Particularly, the sub-switch 6B is provided as a tactile switch, similarly to the main switch 6A. The sub-switch 6B is implemented at a position between the two main switches 6A on the substrate 6. That is, the sub-switch 6B is implemented at a position faces to a protrusion 5H of the rocker 5B. In other words, the protrusion 5H of the rocker 5B is located at a position faces to the sub-switch 6B disposed on the substrate 6 in a state in which the connection 5G is in contact with the substrate 6 and the rocker 5B is disposed on the front side of the substrate 6. When no press operation is made to the seesaw switch 5, the protrusion 5H of the rocker 5B is spaced apart from the sub-switch 6B. Due to contact with the sub-switch 6B, the protrusion 5H provided as the second fulcrum F2 functions as the fulcrum.

The rocker 5B disposed on the back side of the key 5A enables the main switch 6A and the sub-switch 6B to operate in a case where the key 5A is pressed toward the back side by an operator.

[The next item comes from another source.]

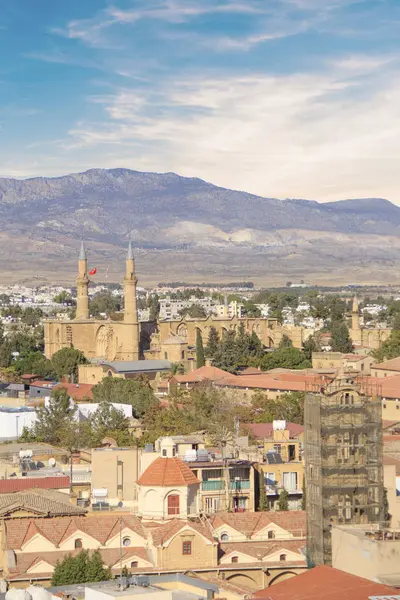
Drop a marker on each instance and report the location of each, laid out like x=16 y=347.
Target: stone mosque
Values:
x=172 y=340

That is, due to the rock of the rocker 5B when the key 5A is pressed toward the back side by the operator, a portion of the rocker 5B comes close to the substrate 6 and then has contact with the main switch 6A or the sub-switch 6B, and the rocker 5B enables the main switch 6A or the sub-switch 6B to operate.

Since the sub-switch 6B is disposed at the position between the two main switches 6A, in other words, the two main switches 6A implemented on the substrate 6 are disposed on both sides of the sub-switch 6B. Particularly, with the rocker 5B being disposed on the front side of the substrate 6, the two main switches 6A are disposed on both sides of the sub-switch 6B in the longitudinal direction of the rocker 5B. Thus, the two main switches 6A are disposed at positions on both sides of the protrusion 5H in the longitudinal direction of the rocker 5B and face to the rocker 5B at the positions on both sides of the protrusion 5H. The main switches 6A are spaced apart from the rocker 5B when no press operation is made to the seesaw switch 5.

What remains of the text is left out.